I talked earlier about how EDA marketing can’t create demand. Small companies cannot afford much marketing and large companies are in the vicious cycle of not being able to get innovation into the channel since they can’t create demand even though they could have money to spend if it were effective.

EDA used to be rich enough that it would advertise anyway, at least to get the company name out in front of people (remember all those in-flight magazine ads for Cadence and the “curfew key” and suchlike). But as times got tighter, EDA stopped advertising since it was ineffective. In turn, the books that used to cover EDA, like EE Times and EDN, cut back their coverage and laid off their specialist journalists like Richard Goering and Mike Santarini. To be honest, I think for some time before that the major readers of EDA coverage were the other EDA companies, not the customers. I don’t have any way to know, but I’m sure the readership of this blog is the same.

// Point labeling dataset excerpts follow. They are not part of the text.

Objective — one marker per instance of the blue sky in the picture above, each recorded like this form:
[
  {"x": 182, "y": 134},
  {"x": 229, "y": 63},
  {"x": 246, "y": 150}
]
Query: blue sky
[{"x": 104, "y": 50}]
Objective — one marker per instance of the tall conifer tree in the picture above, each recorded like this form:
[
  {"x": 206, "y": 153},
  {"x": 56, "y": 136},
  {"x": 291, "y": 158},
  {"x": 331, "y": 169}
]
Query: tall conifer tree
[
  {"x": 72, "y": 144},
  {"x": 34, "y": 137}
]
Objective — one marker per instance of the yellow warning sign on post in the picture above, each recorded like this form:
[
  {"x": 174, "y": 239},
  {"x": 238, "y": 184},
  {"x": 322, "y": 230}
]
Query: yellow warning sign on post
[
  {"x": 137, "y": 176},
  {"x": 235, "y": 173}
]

Trade shows seem to be a dying breed too, and not just in EDA. DATE seems to be dead, as a tradeshow, with almost no exhibitors any more. I wouldn’t be surprised if this year it has almost no visitors any more either, and gives up next year. EDA seems like it can support one real tradeshow, which is DAC. It is mainly for startups for whom it is really the only way to get discovered by customers outside of having a half-reasonable website. The large EDA companies run their own tradeshows in an environment that leverages their costs better than paying a ridiculous rate for floor space, paying rapacious convention center unions to set up the booth, and putting up with whatever restrictions show management has chosen for this year (“you can’t put a car on the booth, just because” was one memorable one that I ran into once).

The large EDA companies, with some justification, feel that a big presence at DAC is subsidizing their startup competitors as well as not being the most cost-effective way to reach their customers to show them the portfolio of new products. The best is to avoid the political noise by at least showing up, but the booths with 60 demo suites running continuously with a 600 employee presence are gone.

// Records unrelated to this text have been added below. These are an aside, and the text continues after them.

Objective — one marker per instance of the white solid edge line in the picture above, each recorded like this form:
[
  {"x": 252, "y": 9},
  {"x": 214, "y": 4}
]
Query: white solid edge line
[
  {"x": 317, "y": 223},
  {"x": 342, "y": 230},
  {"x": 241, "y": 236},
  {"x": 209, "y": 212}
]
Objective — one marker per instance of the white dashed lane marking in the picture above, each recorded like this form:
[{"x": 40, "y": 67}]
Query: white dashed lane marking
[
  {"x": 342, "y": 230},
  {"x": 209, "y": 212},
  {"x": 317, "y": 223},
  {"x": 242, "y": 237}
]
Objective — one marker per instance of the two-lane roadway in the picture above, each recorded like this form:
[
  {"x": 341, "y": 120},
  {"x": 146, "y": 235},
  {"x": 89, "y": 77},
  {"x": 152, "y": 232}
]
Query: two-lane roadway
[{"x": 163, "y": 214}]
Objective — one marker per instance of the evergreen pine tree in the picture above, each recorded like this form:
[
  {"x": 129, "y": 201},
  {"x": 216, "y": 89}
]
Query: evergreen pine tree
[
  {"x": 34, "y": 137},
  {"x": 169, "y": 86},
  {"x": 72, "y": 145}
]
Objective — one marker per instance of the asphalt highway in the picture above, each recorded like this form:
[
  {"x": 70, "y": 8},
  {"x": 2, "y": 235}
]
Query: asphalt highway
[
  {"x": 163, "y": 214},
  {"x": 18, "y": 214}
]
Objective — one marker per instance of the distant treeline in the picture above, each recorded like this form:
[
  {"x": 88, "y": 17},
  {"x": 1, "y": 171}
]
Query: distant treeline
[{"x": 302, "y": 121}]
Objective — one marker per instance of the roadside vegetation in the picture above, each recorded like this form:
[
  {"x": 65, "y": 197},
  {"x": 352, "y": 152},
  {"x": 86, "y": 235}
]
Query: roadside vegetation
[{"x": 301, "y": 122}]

That leaves websites and search engines as the main way that customer engineers discover what is available. So you’d think that EDA company websites, especially for startups who have no other channels, would be good. But there are very few websites that do a good job of explaining the product line, the focus of the company and so on in a way that is customer-oriented.

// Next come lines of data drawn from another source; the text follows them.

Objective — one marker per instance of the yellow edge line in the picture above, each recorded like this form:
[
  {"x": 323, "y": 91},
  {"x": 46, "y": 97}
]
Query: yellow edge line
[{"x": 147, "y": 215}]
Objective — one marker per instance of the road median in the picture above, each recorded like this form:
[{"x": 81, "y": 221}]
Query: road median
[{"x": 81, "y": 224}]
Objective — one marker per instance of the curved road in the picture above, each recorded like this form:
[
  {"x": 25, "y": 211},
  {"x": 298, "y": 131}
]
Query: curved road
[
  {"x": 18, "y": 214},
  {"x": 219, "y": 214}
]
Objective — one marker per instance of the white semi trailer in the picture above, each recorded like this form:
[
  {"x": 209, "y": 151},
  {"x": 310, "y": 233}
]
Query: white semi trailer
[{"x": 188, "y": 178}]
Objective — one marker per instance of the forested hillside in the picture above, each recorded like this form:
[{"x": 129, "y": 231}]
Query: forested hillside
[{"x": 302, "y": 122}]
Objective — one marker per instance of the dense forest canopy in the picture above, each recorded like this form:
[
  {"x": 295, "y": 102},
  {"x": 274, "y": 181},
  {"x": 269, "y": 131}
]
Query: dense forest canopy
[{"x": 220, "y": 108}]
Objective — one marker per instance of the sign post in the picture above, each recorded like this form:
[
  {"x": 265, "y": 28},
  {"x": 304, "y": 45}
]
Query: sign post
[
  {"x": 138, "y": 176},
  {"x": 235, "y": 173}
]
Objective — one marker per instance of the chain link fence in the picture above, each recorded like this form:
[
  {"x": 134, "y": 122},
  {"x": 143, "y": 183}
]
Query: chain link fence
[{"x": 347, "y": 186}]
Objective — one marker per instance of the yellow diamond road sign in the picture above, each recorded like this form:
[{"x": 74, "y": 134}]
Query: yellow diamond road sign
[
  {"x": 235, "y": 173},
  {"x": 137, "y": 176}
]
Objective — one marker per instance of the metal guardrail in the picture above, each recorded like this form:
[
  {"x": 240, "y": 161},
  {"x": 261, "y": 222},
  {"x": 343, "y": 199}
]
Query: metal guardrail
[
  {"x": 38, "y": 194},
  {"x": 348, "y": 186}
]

If you talk to PR agencies, they’ll tell you that the new thing is using social networks and blogging to reach customers. But they don’t really seem to know just how that would work. I mean I’m reaching you through a blog because you are reading this. But if every other blog item were a thinly disguised regurgitated press release you’d soon give up reading. But it’s not really possible to do anything more technically in-depth. I don’t have the knowledge to be the Roger Ebert of EDA even if I had the time to go to all the “screenings”. But that leaves the problem that there isn’t an easy way to find out what is coming soon to a theatre, sorry, server-farm, near you and whether it is worth the investment of time to take a serious look.